Taken with Taken
It took a bit of time but when the credits began to roll I was taken with "Taken". The thing is that "Taken" is a movie which does one thing brilliantly, that is deliver stunning action scene after stunning action scene. But then all the stuff which goes in between the set up, the actual storyline, even some of the acting seems distinctly lacking. This means that for the first twenty minutes as the storyline sets itself up "Taken" is a rather uneasy, dull movie to watch and then wham we get the first real action scene and it turns into a non stop ride of stunning action.
Having retired as a CIA agent Bryan Mills (Liam Neeson - Seraphim Falls) is desperate to forge and bond with his estranged 17 year old daughter Kim (Maggie Grace - Murder in Greenwich) but is less than impressed when he learns that she will be spending the summer in Paris with her friend Amanda (Katie Cassidy). But Bryan's CIA training is called into action when shortly after arriving in Paris Kim and Amanda are kidnapped by a gang of Albanian's into human trafficking. With little to go on Bryan rushes to Paris from his home in California and sets about tracking down the gang and whilst saving his daughter dispensing revenge on anyone who gets in his way.

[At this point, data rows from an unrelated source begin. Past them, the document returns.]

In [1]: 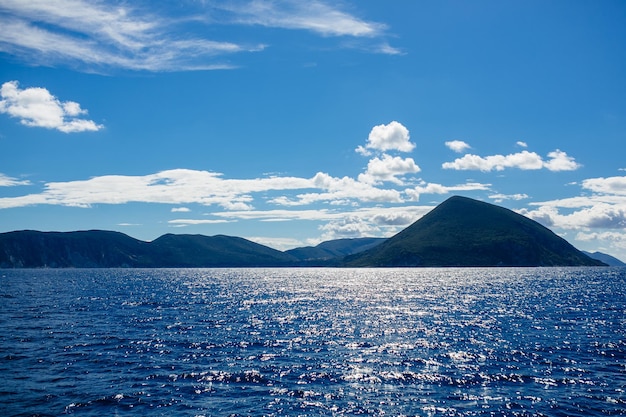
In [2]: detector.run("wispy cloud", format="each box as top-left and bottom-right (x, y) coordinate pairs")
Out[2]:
(168, 219), (233, 226)
(0, 173), (31, 187)
(0, 0), (263, 71)
(0, 0), (396, 72)
(442, 149), (580, 172)
(0, 81), (103, 133)
(222, 0), (386, 37)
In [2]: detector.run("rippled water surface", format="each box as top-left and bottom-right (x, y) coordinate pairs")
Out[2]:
(1, 267), (625, 416)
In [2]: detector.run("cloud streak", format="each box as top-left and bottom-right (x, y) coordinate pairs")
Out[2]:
(0, 0), (396, 72)
(222, 0), (385, 37)
(0, 81), (103, 133)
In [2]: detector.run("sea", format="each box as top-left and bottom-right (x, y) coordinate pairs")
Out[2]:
(1, 267), (625, 416)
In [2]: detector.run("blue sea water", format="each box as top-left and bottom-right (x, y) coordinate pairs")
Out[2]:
(1, 267), (625, 416)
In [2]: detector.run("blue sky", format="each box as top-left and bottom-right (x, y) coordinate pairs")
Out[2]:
(1, 0), (625, 260)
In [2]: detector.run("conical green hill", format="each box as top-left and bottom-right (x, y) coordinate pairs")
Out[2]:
(344, 196), (604, 267)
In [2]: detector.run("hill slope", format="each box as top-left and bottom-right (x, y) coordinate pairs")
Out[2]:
(344, 196), (605, 267)
(0, 230), (296, 268)
(150, 234), (296, 267)
(582, 251), (625, 266)
(286, 238), (385, 263)
(0, 230), (153, 268)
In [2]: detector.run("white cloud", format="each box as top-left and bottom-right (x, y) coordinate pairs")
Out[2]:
(543, 150), (581, 171)
(516, 141), (528, 148)
(0, 168), (412, 210)
(405, 181), (491, 201)
(0, 0), (395, 72)
(0, 0), (263, 72)
(582, 176), (626, 196)
(358, 154), (420, 185)
(488, 193), (529, 203)
(0, 81), (103, 133)
(356, 121), (414, 155)
(442, 149), (580, 172)
(520, 190), (626, 231)
(445, 140), (471, 153)
(270, 172), (404, 206)
(0, 169), (313, 209)
(576, 231), (626, 244)
(171, 207), (191, 213)
(0, 173), (31, 187)
(247, 236), (306, 251)
(226, 0), (385, 37)
(523, 202), (626, 230)
(168, 219), (233, 226)
(319, 215), (381, 239)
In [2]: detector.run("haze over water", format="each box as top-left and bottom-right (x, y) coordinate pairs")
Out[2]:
(1, 267), (625, 416)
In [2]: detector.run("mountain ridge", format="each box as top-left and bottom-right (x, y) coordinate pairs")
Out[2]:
(0, 196), (612, 268)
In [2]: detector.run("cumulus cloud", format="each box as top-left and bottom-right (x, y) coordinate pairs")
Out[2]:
(270, 172), (404, 206)
(442, 149), (580, 172)
(405, 181), (491, 201)
(0, 173), (31, 187)
(0, 81), (103, 133)
(445, 140), (471, 153)
(523, 202), (626, 230)
(519, 190), (626, 231)
(358, 154), (420, 185)
(582, 176), (626, 196)
(576, 231), (626, 246)
(543, 150), (581, 171)
(516, 141), (528, 148)
(319, 215), (380, 239)
(356, 121), (414, 155)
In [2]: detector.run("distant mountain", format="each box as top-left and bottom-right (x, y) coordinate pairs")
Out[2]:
(0, 230), (152, 268)
(286, 238), (386, 264)
(582, 251), (625, 266)
(344, 196), (605, 267)
(0, 197), (610, 268)
(0, 230), (296, 268)
(149, 233), (296, 267)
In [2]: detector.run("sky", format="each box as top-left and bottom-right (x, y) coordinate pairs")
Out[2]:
(1, 1), (625, 260)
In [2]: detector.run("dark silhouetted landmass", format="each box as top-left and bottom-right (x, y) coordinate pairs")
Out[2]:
(0, 230), (153, 268)
(582, 250), (625, 266)
(286, 237), (385, 264)
(0, 196), (610, 268)
(149, 233), (296, 267)
(0, 230), (296, 268)
(344, 196), (605, 267)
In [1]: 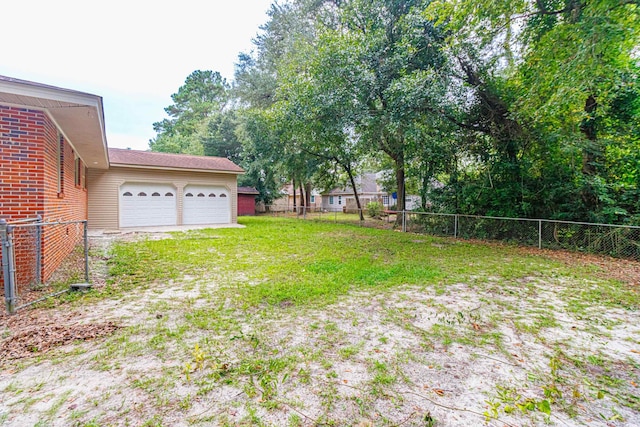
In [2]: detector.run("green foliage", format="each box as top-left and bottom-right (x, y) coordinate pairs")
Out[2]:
(422, 0), (640, 222)
(151, 0), (640, 224)
(149, 70), (230, 155)
(366, 201), (384, 218)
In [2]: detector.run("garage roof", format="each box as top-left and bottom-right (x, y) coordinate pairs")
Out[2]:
(238, 186), (260, 195)
(109, 148), (244, 174)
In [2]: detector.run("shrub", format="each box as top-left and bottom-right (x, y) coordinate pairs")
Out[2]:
(367, 201), (384, 218)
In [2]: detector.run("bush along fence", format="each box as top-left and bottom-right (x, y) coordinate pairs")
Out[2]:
(1, 217), (89, 315)
(266, 207), (640, 262)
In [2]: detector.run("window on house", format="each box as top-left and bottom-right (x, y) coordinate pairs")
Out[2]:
(74, 156), (82, 187)
(123, 192), (133, 197)
(310, 195), (315, 203)
(209, 193), (216, 197)
(152, 192), (161, 196)
(137, 192), (147, 196)
(382, 195), (389, 205)
(82, 166), (87, 189)
(165, 192), (174, 197)
(185, 193), (194, 197)
(197, 193), (205, 197)
(220, 194), (227, 198)
(57, 133), (64, 195)
(338, 196), (342, 205)
(329, 196), (334, 204)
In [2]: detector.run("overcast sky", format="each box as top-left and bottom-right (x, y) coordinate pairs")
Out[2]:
(0, 0), (274, 151)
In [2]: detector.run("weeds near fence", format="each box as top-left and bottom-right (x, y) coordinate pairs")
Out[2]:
(1, 219), (89, 314)
(267, 207), (640, 261)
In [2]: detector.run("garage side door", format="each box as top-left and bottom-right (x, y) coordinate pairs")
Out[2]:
(120, 183), (177, 227)
(183, 185), (230, 225)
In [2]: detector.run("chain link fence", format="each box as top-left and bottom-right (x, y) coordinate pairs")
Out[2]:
(2, 218), (89, 314)
(265, 207), (640, 261)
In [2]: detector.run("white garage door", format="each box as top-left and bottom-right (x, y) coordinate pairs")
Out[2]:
(183, 185), (230, 225)
(120, 183), (177, 227)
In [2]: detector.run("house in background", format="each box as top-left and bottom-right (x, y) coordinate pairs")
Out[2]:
(322, 172), (421, 212)
(0, 75), (243, 284)
(237, 187), (260, 216)
(269, 183), (323, 212)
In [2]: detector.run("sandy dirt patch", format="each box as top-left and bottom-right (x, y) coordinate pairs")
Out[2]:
(0, 232), (638, 426)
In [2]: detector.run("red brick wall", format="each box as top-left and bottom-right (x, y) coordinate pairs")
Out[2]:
(0, 106), (46, 220)
(1, 106), (47, 286)
(0, 105), (87, 285)
(42, 113), (88, 282)
(238, 194), (257, 216)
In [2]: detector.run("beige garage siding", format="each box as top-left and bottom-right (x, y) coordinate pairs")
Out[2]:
(87, 166), (238, 229)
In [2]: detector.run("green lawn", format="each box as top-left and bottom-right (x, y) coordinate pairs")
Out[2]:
(108, 216), (618, 309)
(2, 216), (639, 427)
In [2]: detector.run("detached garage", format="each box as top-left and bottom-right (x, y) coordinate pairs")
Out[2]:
(87, 148), (244, 229)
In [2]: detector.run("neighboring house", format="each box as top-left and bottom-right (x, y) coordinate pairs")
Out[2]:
(0, 75), (243, 283)
(237, 187), (260, 216)
(322, 172), (421, 212)
(322, 173), (390, 212)
(270, 183), (322, 212)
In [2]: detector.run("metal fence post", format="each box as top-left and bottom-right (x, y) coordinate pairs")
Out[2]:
(538, 220), (542, 250)
(35, 215), (42, 286)
(1, 220), (17, 315)
(454, 214), (459, 238)
(402, 210), (406, 233)
(83, 220), (89, 282)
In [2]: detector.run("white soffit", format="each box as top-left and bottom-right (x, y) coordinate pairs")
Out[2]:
(0, 76), (109, 169)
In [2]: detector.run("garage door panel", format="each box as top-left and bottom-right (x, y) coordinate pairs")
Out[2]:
(183, 185), (230, 225)
(120, 183), (177, 227)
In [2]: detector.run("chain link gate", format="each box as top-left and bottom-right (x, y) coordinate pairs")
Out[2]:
(1, 218), (89, 315)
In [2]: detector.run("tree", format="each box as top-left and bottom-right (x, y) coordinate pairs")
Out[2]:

As already mentioned the first 20 minutes of "Taken" are a bit shaky as it tries to set up the storyline and characters. There is just something wrong and it's hard to put your finger on it. Liam Neeson seems unsure how to play the estranged father figure, looking very uncomfortable trying to find the right emotion of a parent who has missed out on their daughter growing up, whilst his ex wife and daughter almost comes across like a cliche. It's as if director Pierre Morel wasn't sure himself on how this build up should come across and as such it doesn't really work.
Thankfully after those twenty minutes of build up and character introductions "Taken" kicks into gear as action takes precedence over everything else. And in many ways it's a good thing as the actual storyline is flawed most notably in the way that Bryan manages to use the smallest of detail to track down his daughter, at times coming across as almost laughable.
But it is the action the high speed chase scenes, the martial arts fuelled fights and some violent use of guns and torture where "Taken" comes into its own. It is exciting stuff and it does get you gripped as we watch snappy fight scenes with Liam Neeson looking far more comfortable when he is dispatching bad guys with some powerful punches. And whilst you could say that car chases and fights is predictable there is almost a brutality to the action leaving you bordering on the shocked when you see someone killed. In particular a torture scene where a bad guy is interrogated in a make shift electric chair really catches you by surprise.
Unfortunately when there is no action things do go a bit wrong and whilst the actual storyline tries to throw a few twists none of them are exciting. It is the same problem that causes the build up of the movie to feel wrong because director Morel seems unsure how to cope with anything other than the action which he does so well. In many ways it's fortunate that the majority of "Taken" is taken up with action scenes because if it had been the other way around it would have barely been an average movie.
As already mentioned Liam Neeson as Bryan Mills seems to struggle in the opening section, unsure how to deliver the emotion of the estranged father. Maybe it was a good performance because Neeson comes over ill at ease in the parenting stakes which could be in fitting with someone who has no idea on things but it just feels wrong. Thankfully when the action arrives Neeson looks awesome delivering power in every single punch as he beats up bad guys. And to be honest "Taken" is all about Neeson and so the likes of Maggie Grace as daughter Kim and Leland Orser as Sam just fade into the background.
What this all boils down to is that "Taken" is a good movie if all you want is big action scene after big action scene. But beyond the action "Taken" is surprisingly weak and director Pierre Morel seems unsure of how to deal with the actual storyline. As such "Taken" is exciting and occasionally shocking when it comes to action but struggles with everything else and if you watch it expecting a clever action thriller the chances are you will end up disappointed.